What are the exact spurious error messages?
JD> If you allow the chkdsk to make corrections under the
JD> post-GA DLL, you can kiss your data goodbye. The kicker is
JD> that you may not know anything's wrong until you lose power
JD> and have an automatic chkdsk wipe you out.
JD> I've meticulously documented the problem. It's independent
JD> of drive -- both SCSI and IDE have the problem, and
JD> completely dependent on uhpfs.dll version. It's possible
JD> that chkdsk and not uhpfs.dll is broken, but from my point
JD> of view that's irrelevent.
Actually, there is essentially no CHDKSK apart from UHPFS.DLL. CHKDSK is
really just a front-end which calls the appropriate maintenance DLL for the
particular filesystem (except for FAT, where CHKDSK does the real work).
CHKDSK does this by getting the filesystem type from the appropriate system
call, and then looking for a DLL file named "Uxxxxxxx.DLL" where "xxxxxxx" is
the string returned for the filesystem type.
JD> If you must run HPFS386 under Warp 4.0, you have to remember
JD> to downgrade uhpfs.dll every time you run a fixpak. The
JD> problems I've documented, the sheer unsupported nature of
JD> HPFS386 in this configuration and the marginal benefits of a
JD> +2MB cache on a single-user machine make HPFS386 far too
JD> risky to stomach on a production workstation.

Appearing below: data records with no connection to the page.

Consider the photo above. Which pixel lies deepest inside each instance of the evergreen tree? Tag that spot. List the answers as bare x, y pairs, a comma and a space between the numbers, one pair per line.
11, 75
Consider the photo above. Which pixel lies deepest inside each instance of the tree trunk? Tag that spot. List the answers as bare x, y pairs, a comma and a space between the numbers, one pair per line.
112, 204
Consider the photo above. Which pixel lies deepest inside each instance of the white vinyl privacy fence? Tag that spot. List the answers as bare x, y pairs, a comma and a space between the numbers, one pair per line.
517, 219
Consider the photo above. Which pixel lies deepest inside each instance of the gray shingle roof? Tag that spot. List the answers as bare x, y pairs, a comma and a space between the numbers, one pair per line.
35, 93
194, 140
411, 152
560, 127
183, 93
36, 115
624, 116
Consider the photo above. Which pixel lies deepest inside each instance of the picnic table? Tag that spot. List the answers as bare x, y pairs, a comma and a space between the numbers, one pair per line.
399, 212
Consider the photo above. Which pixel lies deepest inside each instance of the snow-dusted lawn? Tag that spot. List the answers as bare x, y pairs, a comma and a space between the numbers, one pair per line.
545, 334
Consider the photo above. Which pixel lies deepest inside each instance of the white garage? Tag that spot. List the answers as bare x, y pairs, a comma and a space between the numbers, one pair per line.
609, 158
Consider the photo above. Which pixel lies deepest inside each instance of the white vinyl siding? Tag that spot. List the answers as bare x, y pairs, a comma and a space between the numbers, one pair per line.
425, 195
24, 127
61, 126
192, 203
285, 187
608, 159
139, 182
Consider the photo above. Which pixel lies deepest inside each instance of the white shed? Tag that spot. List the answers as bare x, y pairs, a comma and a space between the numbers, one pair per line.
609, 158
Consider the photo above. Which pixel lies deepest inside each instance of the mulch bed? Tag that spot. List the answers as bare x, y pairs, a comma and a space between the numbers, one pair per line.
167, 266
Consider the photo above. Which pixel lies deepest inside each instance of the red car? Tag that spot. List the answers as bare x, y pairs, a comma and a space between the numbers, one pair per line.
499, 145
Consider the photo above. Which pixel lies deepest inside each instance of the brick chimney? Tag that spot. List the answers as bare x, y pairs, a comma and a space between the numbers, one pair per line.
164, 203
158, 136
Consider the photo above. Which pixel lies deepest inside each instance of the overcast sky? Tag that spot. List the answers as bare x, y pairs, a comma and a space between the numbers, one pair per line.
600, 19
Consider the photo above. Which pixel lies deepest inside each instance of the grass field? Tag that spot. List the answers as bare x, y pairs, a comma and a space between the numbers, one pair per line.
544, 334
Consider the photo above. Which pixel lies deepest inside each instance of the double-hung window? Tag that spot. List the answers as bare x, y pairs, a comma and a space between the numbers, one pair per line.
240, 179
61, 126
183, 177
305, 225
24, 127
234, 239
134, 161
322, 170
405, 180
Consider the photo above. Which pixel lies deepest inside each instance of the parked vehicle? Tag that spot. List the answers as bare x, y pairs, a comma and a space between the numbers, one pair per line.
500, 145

I just realized something. You're talking about running HPFS386 in a totally
unsupported configuration! HPFS386 is a component of Warp Server, which is
still shipping on the 3.0 kernel. If you run HPFS386 on the 4.0 kernel,
you're on your own.
There are several important advantages of HPFS386 over HPFS in a server
configuration. First, HPFS386 supports access control lists, which improves
system security. At a low level, access control lists are stored on the
media in roughly the same way as extended attributes, so regular HPFS should
leave them alone -- although it is not supported to run regular HPFS CHKDSK
on HPFS386 in any case. Second, HPFS386 has the potential to be much faster
than regular HPFS when heavily loaded, because it runs more of the disk
processing at Ring 0 and using the Strategy2 multiple request kernel
interface.
I think, judging from what you are describing, that you are talking about the
case where a partition is formatted under regular HPFS and then the drivers
are switched over by hand to run HPFS386. In this situation, the filesystem
type returned by the operating system will be wrong, and the incorrect DLL
will be called by CHKDSK. This should not occur if the partition is
correctly formatted by Warp Server with HPFS386 correctly installed.
I certainly do not recommend running HPFS386 "unofficially" in this way.